Thursday, January 3, 2013

"The freedom to surf": SOPA and the ACLU's "Don't Filter Me" campaign


(The Google homepage on Wednesday, January 18, 2012)


The American Civil Liberties Union has seen an increase in the number of censorship issues in public schools that relate to websites and domains school boards find objectionable or controversial. In the digital age, websites are an increasingly important source of information for everyone, including school kids.
The ACLU'S Blog of Rights has posted "The Freedom to Surf: Protecting Internet Access in Public Schools." Lindsey Kee, ACLU of Tennessee, details the case that sparked the group's nationwide "Don't Filter Me" campaign in conjunction with Banned Books Week in 2012.
Websites are an increasingly targeted component of censorship battles around the nation. Kee makes clear in the post that censorship can take a passive role as well as an active form -- as when school districts block student access to online gay and lesbian groups while permitting sites for ex-gay ministries and therapies urging sexual conversions.

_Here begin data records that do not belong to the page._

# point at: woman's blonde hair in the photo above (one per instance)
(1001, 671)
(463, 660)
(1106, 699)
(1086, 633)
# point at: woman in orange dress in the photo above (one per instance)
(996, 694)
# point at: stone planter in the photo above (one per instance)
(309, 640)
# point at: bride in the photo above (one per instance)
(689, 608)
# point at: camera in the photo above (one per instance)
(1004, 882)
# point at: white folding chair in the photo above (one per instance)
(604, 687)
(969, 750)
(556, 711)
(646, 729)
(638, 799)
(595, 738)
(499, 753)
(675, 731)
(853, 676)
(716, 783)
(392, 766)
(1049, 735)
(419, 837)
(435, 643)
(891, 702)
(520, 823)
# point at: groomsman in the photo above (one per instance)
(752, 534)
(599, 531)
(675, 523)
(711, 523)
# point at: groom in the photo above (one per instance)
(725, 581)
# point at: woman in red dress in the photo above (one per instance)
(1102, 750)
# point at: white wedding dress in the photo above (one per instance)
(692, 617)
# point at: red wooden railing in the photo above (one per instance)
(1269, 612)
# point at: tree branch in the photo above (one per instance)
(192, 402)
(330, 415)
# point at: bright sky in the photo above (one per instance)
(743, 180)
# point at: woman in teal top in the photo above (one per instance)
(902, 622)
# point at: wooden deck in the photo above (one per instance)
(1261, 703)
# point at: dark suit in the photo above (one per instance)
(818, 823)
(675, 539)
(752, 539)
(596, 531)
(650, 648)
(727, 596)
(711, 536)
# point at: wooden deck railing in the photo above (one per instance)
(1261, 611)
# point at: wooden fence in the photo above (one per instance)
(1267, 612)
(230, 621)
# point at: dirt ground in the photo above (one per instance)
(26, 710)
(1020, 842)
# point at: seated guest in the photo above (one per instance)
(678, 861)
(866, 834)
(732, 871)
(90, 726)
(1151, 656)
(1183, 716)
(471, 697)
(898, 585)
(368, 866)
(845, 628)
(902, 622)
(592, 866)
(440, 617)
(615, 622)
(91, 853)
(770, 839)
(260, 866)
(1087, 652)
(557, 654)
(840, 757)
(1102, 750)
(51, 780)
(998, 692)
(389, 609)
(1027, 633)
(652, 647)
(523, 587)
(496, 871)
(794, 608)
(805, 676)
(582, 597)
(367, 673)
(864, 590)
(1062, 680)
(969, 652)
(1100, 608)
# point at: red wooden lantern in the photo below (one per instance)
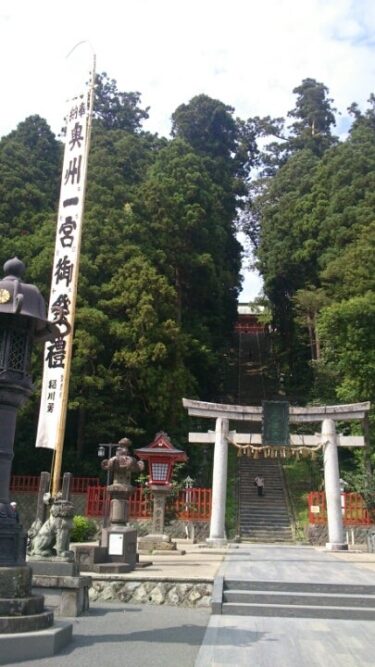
(161, 457)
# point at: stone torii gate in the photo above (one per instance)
(328, 439)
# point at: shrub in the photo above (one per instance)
(84, 529)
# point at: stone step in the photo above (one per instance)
(299, 598)
(298, 587)
(299, 611)
(293, 599)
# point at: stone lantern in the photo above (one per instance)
(160, 456)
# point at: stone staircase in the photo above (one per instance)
(294, 600)
(265, 518)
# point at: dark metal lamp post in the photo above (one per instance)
(22, 320)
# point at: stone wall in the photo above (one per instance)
(153, 592)
(318, 534)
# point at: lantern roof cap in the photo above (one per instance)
(161, 445)
(19, 298)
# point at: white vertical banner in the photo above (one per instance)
(57, 354)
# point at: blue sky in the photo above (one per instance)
(248, 53)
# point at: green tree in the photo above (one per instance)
(116, 110)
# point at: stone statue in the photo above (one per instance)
(52, 538)
(122, 466)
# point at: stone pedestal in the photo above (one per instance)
(152, 542)
(87, 555)
(24, 622)
(53, 567)
(118, 556)
(67, 596)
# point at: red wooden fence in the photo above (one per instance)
(30, 483)
(190, 505)
(353, 508)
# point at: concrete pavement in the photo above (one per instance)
(291, 642)
(117, 634)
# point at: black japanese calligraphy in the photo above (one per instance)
(64, 270)
(61, 310)
(74, 170)
(76, 136)
(56, 353)
(65, 231)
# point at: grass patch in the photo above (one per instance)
(302, 477)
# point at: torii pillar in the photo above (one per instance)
(219, 483)
(332, 488)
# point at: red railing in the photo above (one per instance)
(191, 504)
(354, 510)
(30, 483)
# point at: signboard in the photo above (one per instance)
(275, 423)
(61, 311)
(116, 544)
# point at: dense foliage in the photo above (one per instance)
(311, 218)
(159, 267)
(160, 262)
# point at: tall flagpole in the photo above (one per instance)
(58, 355)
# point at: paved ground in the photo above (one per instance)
(117, 635)
(121, 634)
(288, 642)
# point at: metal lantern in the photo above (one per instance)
(161, 457)
(22, 320)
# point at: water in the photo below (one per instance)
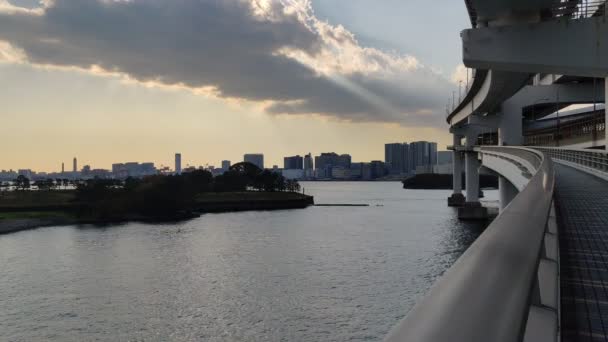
(316, 274)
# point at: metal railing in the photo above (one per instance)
(579, 9)
(592, 128)
(591, 161)
(505, 284)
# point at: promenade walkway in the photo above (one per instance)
(582, 210)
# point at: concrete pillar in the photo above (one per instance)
(472, 177)
(510, 127)
(457, 198)
(507, 192)
(472, 210)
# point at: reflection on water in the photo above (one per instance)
(317, 274)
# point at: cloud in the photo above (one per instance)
(275, 52)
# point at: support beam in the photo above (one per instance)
(567, 47)
(510, 128)
(506, 191)
(472, 177)
(457, 199)
(472, 209)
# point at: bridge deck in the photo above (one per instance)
(582, 209)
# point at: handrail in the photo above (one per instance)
(487, 294)
(591, 161)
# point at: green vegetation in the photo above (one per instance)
(243, 187)
(17, 215)
(436, 182)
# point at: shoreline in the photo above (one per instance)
(23, 220)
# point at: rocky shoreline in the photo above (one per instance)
(11, 225)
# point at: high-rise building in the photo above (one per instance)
(423, 155)
(293, 163)
(308, 164)
(178, 163)
(396, 158)
(255, 159)
(326, 161)
(444, 157)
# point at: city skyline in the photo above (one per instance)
(104, 111)
(188, 161)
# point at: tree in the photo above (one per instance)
(22, 182)
(44, 184)
(199, 180)
(292, 185)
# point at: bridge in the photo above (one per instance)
(539, 272)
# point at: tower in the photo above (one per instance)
(178, 163)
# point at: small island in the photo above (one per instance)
(151, 199)
(430, 181)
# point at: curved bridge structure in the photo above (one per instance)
(540, 270)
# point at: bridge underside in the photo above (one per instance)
(582, 211)
(553, 46)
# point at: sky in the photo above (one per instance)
(138, 80)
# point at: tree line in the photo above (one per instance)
(166, 196)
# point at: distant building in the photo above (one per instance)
(293, 163)
(356, 170)
(308, 162)
(293, 174)
(178, 163)
(373, 170)
(444, 157)
(133, 169)
(327, 161)
(308, 166)
(255, 159)
(27, 173)
(422, 154)
(340, 172)
(397, 158)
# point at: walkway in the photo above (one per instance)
(582, 209)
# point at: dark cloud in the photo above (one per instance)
(278, 53)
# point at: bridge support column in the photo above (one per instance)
(472, 209)
(506, 192)
(510, 126)
(457, 199)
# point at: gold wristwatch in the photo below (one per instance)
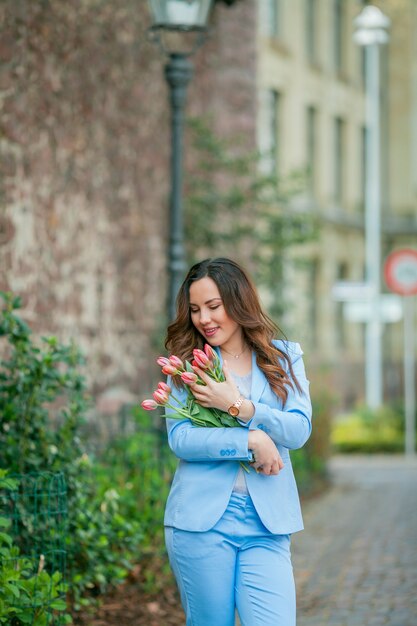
(234, 409)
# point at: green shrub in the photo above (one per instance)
(28, 593)
(42, 405)
(310, 462)
(368, 431)
(140, 468)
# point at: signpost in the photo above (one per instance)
(400, 271)
(362, 302)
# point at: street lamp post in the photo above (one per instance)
(371, 31)
(170, 16)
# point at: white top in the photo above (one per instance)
(244, 384)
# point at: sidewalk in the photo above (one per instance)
(356, 561)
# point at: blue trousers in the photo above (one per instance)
(236, 564)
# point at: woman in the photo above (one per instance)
(228, 531)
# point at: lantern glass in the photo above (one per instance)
(180, 14)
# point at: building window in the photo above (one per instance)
(272, 17)
(339, 34)
(314, 299)
(363, 172)
(342, 275)
(311, 149)
(339, 140)
(311, 30)
(269, 130)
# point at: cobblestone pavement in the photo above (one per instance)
(356, 562)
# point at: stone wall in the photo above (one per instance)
(84, 145)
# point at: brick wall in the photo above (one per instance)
(84, 180)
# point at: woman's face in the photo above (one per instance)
(209, 315)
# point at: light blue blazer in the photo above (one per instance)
(208, 458)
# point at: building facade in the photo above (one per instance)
(311, 115)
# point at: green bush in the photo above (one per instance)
(28, 593)
(310, 462)
(368, 431)
(140, 467)
(42, 405)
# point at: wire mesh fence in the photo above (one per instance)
(33, 517)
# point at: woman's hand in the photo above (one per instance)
(267, 458)
(215, 395)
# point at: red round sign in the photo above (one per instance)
(400, 271)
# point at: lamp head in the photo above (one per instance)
(180, 15)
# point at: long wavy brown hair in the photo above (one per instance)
(241, 303)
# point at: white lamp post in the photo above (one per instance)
(371, 31)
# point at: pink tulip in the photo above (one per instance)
(162, 360)
(210, 352)
(201, 359)
(176, 362)
(169, 370)
(161, 397)
(149, 405)
(189, 378)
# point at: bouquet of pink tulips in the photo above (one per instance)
(206, 360)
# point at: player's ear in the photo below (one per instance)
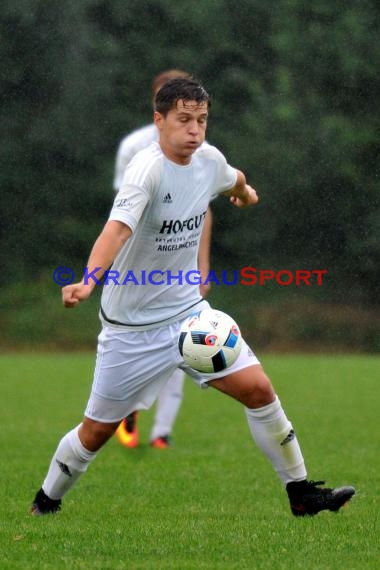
(158, 119)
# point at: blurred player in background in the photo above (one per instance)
(170, 398)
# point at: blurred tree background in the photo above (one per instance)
(295, 90)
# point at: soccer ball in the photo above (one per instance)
(209, 341)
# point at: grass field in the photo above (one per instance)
(211, 501)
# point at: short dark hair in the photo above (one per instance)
(185, 88)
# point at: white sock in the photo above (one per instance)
(168, 404)
(275, 436)
(69, 462)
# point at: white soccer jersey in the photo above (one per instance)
(131, 145)
(152, 278)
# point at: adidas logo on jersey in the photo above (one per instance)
(167, 199)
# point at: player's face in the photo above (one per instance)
(183, 130)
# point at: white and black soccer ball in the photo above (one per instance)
(209, 341)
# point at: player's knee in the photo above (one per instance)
(94, 435)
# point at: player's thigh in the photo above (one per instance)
(250, 386)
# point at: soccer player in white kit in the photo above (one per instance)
(150, 243)
(170, 398)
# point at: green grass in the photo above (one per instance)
(212, 501)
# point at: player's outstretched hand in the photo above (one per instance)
(249, 198)
(73, 294)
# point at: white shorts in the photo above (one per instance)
(132, 368)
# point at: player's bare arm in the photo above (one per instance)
(242, 194)
(106, 247)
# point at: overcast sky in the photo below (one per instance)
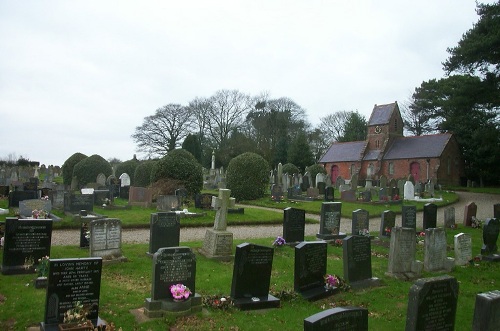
(79, 76)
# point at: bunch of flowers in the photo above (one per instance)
(43, 267)
(280, 241)
(180, 291)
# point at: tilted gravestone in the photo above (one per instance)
(402, 252)
(25, 242)
(294, 224)
(432, 304)
(338, 319)
(71, 281)
(218, 242)
(435, 258)
(329, 225)
(310, 270)
(357, 261)
(409, 217)
(252, 277)
(164, 231)
(491, 229)
(487, 311)
(171, 266)
(462, 244)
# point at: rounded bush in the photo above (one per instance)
(179, 165)
(142, 174)
(86, 170)
(247, 176)
(290, 168)
(69, 164)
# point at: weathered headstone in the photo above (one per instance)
(462, 243)
(310, 270)
(491, 229)
(71, 281)
(106, 239)
(164, 231)
(487, 311)
(357, 261)
(294, 223)
(25, 242)
(402, 252)
(252, 277)
(338, 319)
(409, 217)
(469, 212)
(329, 224)
(432, 304)
(218, 242)
(387, 222)
(171, 266)
(435, 258)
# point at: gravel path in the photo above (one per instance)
(484, 204)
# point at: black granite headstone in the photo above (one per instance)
(25, 242)
(252, 277)
(164, 231)
(338, 319)
(432, 304)
(294, 224)
(430, 216)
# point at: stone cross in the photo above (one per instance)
(221, 204)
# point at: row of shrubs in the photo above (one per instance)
(247, 174)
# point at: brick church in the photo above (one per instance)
(387, 152)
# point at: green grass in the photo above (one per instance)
(125, 286)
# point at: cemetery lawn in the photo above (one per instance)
(126, 285)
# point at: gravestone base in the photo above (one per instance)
(366, 283)
(218, 245)
(327, 237)
(257, 303)
(491, 258)
(318, 293)
(170, 307)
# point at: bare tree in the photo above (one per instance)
(163, 131)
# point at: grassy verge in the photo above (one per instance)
(126, 285)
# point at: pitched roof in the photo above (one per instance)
(338, 152)
(417, 147)
(381, 114)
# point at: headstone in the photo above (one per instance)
(469, 212)
(402, 252)
(449, 218)
(462, 243)
(71, 281)
(106, 239)
(218, 242)
(432, 304)
(310, 270)
(164, 231)
(409, 217)
(491, 229)
(294, 224)
(329, 194)
(357, 260)
(387, 223)
(252, 277)
(171, 266)
(25, 242)
(360, 223)
(487, 311)
(168, 202)
(338, 319)
(329, 224)
(409, 191)
(435, 258)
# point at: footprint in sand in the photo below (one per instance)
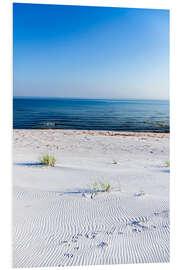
(68, 255)
(91, 235)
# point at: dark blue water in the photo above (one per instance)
(95, 114)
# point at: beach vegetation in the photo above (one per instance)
(98, 187)
(168, 163)
(48, 160)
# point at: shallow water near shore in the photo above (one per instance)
(91, 114)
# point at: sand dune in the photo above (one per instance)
(55, 221)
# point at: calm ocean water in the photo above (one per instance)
(97, 114)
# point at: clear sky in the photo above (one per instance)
(90, 52)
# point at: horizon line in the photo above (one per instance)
(166, 99)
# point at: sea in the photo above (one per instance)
(91, 114)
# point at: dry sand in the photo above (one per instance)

Here is an excerpt:

... eighty percent of Tennessee public schools used filtering software that blocked sites categorized as "LGBT." While Tennessee law requires that schools use Internet filtering software, that law is meant to protect students from information that is obscene or harmful to minors — material that was already blocked by a different filter and was not part of the "LGBT" category.
The discriminatory censorship in this case not only hurt students by making it impossible to access important material about scholarships, research for school-related assignments, and Gay-Straight Alliance club information. Students also need to be able to access information about their legal rights or what to do if they're being harassed at school, especially given the high rate of bullying and suicides among gay teens.
On May 19, 2009 ACLU-TN and ACLU filed a lawsuit in federal court against Metropolitan Nashville Public Schools and Knox County Schools on behalf of three students and Storts-Brinks, who was also the advisor of the school's GSA.
On June 3, Knox County Schools Superintendent Jim McIntyre released a statement saying that their filters were no longer blocking the LGBT category. This change went into effect in all Tennessee and Indiana schools that used the same software. ...
Unfortunately the problem of web censorship still takes place in other school systems. The American Civil Liberties Union's LGBT Project is asking public high school students throughout the U.S. to check out your high school's web filters and help us make sure you're not being blocked from information that you have a right to have. ...

The right to information is as important to a free-thinking and knowledgeable society as any freedom Americans cherish. With the proliferation of websites and information sources, the ACLU's "Don't Filter Me" campaign is a vital part of Banned Books Week in spreading the message that internet censorship is a growing part of the targeted and selective banning of ideas.